Photo/Illutration Tomoaki Kobayakawa, president of Tokyo Electric Power Company Holdings Inc., right, at a news conference in Tokyo’s Chiyoda Ward on March 30 (Yu Fujinami)

Tokyo Electric Power Company Holdings Inc. said it will move part of its headquarters’ nuclear power department and hundreds of personnel to Kashiwazaki, Niigata Prefecture, in an attempt to win over the public there.

Residents and politicians in that area have expressed outrage over the numerous mistakes and bunglings uncovered in TEPCO’s attempt to restart the Kashiwazaki-Kariwa nuclear power plant in the city.

About 300 of the 770 employees at the nuclear department will be transferred to the Kashiwazaki-Kariwa plant, TEPCO said on March 30.

Some have already made the move.

From April, about 70 employees in charge of nuclear safety measures and management of construction projects will work within the premises of the power plant and at offices in the city.

“We will continue to consider (the plan) in detail in order to become a nuclear power operator whom society and people in local communities can put their trust in,” Tomoaki Kobayakawa, president of the company, said at a news conference. “We will make a commitment to establish a track record brick by brick so that the power plant wins acceptance from the local community.”

The company, operator of the stricken Fukushima No. 1 nuclear plant, is desperate to restart the nuclear plant in Niigata Prefecture to emerge from its financial struggles.

But the many errors the company has made in installing safeguards against terrorist attacks at the plant have delayed the restart plan.

It became known in March 2021 that equipment to detect intrusions at the Kashiwazaki plant had been left broken, and the company waited a long time before installing an adequate alternative measure.

In September 2020, an employee entered the nuclear plant’s central control room using the ID card of a colleague.

The company in September 2021 drafted a report and admitted that top figures at TEPCO had not obtained sufficient information about the nuclear plant.

“There was a communication breakdown between the site and the headquarters,” Kobayakawa said at the news conference.

The company also announced on March 30 that it will spend more than 20 billion yen ($163.5 million) over three years from fiscal 2022 to install a device to detect outside intrusions as a safeguard against terrorist attacks and to renew its access control system.

TEPCO said it will rehire former employees as well as retirees from Chubu Electric Power Co. who have expertise in nuclear power plant operations.

The company said these additions will strengthen the reform in the way of thinking among employees at the power plant.
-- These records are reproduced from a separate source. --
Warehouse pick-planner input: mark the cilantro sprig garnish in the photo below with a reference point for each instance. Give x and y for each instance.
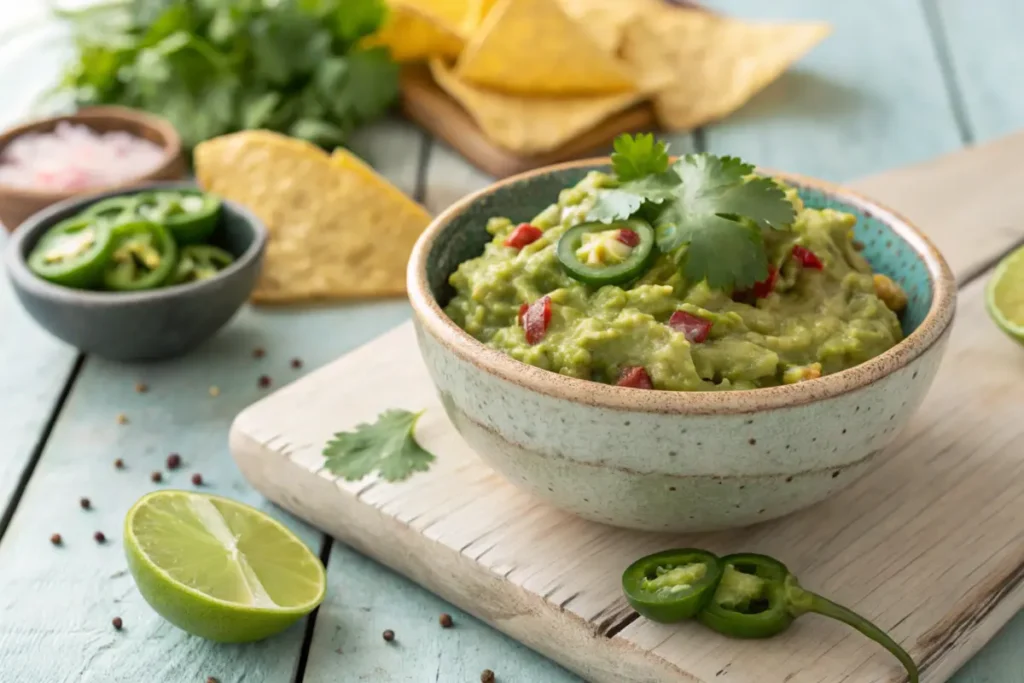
(388, 446)
(711, 205)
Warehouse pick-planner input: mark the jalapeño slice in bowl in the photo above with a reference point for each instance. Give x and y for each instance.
(144, 256)
(74, 253)
(190, 216)
(600, 254)
(200, 262)
(672, 586)
(113, 210)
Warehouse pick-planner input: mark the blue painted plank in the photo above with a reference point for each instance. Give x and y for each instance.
(868, 98)
(982, 43)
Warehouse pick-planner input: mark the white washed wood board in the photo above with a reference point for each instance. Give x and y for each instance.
(930, 545)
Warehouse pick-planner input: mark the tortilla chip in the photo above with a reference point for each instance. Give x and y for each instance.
(535, 125)
(338, 229)
(719, 62)
(606, 19)
(532, 47)
(412, 35)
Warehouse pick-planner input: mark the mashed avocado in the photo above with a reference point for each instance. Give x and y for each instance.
(807, 323)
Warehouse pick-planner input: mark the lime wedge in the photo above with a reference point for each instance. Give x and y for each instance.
(219, 569)
(1005, 295)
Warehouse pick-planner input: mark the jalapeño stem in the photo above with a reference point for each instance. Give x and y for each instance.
(802, 601)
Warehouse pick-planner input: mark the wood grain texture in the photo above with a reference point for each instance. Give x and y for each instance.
(982, 45)
(896, 546)
(870, 97)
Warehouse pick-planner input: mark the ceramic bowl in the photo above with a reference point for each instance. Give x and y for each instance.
(16, 204)
(677, 461)
(138, 326)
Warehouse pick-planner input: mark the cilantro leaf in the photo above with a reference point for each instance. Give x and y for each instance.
(720, 213)
(635, 158)
(388, 445)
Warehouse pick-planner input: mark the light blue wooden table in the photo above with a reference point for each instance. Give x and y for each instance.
(900, 81)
The utility also said it will hire former police officers and former members of the Self-Defense Forces to increase by 30 the number of people in charge of protecting nuclear material at the plant.

Competition in the industry has heightened through deregulation, and TEPCO has also struggled with the rising costs for fuel needed to run its thermal power plants.

The company is expected to fall in the red for the business year ending in March for the first time in nine years.

TEPCO expects to yield about 50 billion yen in income annually from each reactor restarted at the Kashiwazaki plant.

The Nuclear Regulation Authority has conducted an additional inspection at the plant since October 2021 to ensure that proper and effective measures have been implemented.

The nation’s nuclear watchdog said the inspection will take more than a year to complete.

Even after TEPCO released its recurrence prevention measures regarding safeguards against terrorist attacks in September 2021, problems continued to surface at the Kashiwazaki plant, including poor welding for piping used in fire extinguishing equipment.

It remains unclear if the company can receive approval from local communities to resume operations of the plant.

TEPCO revealed its plan ahead of the Niigata governor’s race scheduled for May.